Being visionary even when success isn’t guaranteed

Donella Meadows taught us that visions of desired futures “come from commitment, responsibility, confidence, values, longing, love, treasured dreams, our innate sense of what is right and good”.

Creating new visions of sustainable and just futures will require us to move past all the negative predictions  and business-as-usual planning.  Not that we should disregard the warnings, but rather that we see the projections based in present-day activities as opportunities to make change.  Creating meaningful  change requires us to be bold –  to create visions with passion, emotion, and conviction.  We also need to be risk takers – acknowledging that we won’t necessarily have the answers or processes in place to begin implementation nor guaranteed success.  This lack of guaranteed success can make the effort of creating a positive/desired vision hard to do, especially as there is so much to be concerned about in our world.  But in creating environmentally healthy and socially just communities we need to bravely, and collaboratively, face our despair for what is wrong and state clearly what we desire for our futures.  We may not get the actions right the first time, but the positive vision will guide us towards new paths.

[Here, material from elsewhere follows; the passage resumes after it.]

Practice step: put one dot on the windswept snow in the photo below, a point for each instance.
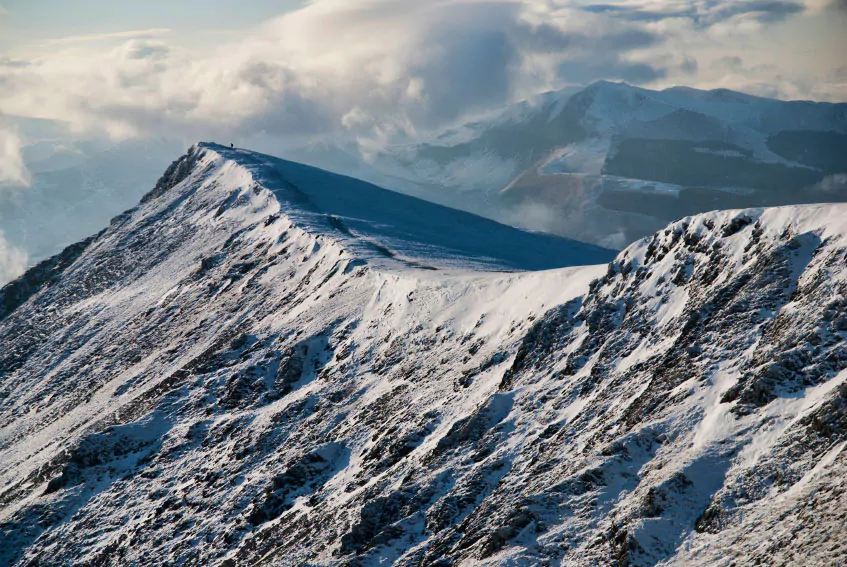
(264, 363)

Joanna Macy and Chris Johnston in their new book Active Hope remind us that we don’t have to be optimistic or be assured of a particular outcome to take actions for change. “Active Hope is about becoming active participants in bringing about what we hope for” even when facing the reality that we may not be totally successful.  We need to fly in the face of ‘being realistic’ and be boldly visionary.

The world and all beings need us each to be visionary leaders, in our ways, even small ways.  And when you align with other visionaries it gets joyful.

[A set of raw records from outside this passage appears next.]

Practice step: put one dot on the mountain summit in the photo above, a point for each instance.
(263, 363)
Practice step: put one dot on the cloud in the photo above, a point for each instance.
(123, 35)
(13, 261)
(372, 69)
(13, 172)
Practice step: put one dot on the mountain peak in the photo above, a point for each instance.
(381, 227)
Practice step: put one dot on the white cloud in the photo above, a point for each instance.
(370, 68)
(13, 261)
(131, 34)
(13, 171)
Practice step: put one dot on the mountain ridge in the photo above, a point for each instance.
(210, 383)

Look for ways to create fun and playfulness in the actions.  My friend, and community artist, Paula Jardine amazes me with her ability to create parades and beautiful events for our community, on hard issues like a death in the family or salmon habitat loss, that bring people together in loving, joyful ways with live musicians, storytellers, lanterns, and tea in real teacups.  And the DePave Portland folks work hard, but seem to be having lots of fun.            http://depave.org/work/depaved/

Sustainability can be fun!

 

 

One response to “Being visionary even when success isn’t guaranteed

  1. Bravo – tomorrow will come and it will be more joyful for me knowing that you are spreading this message.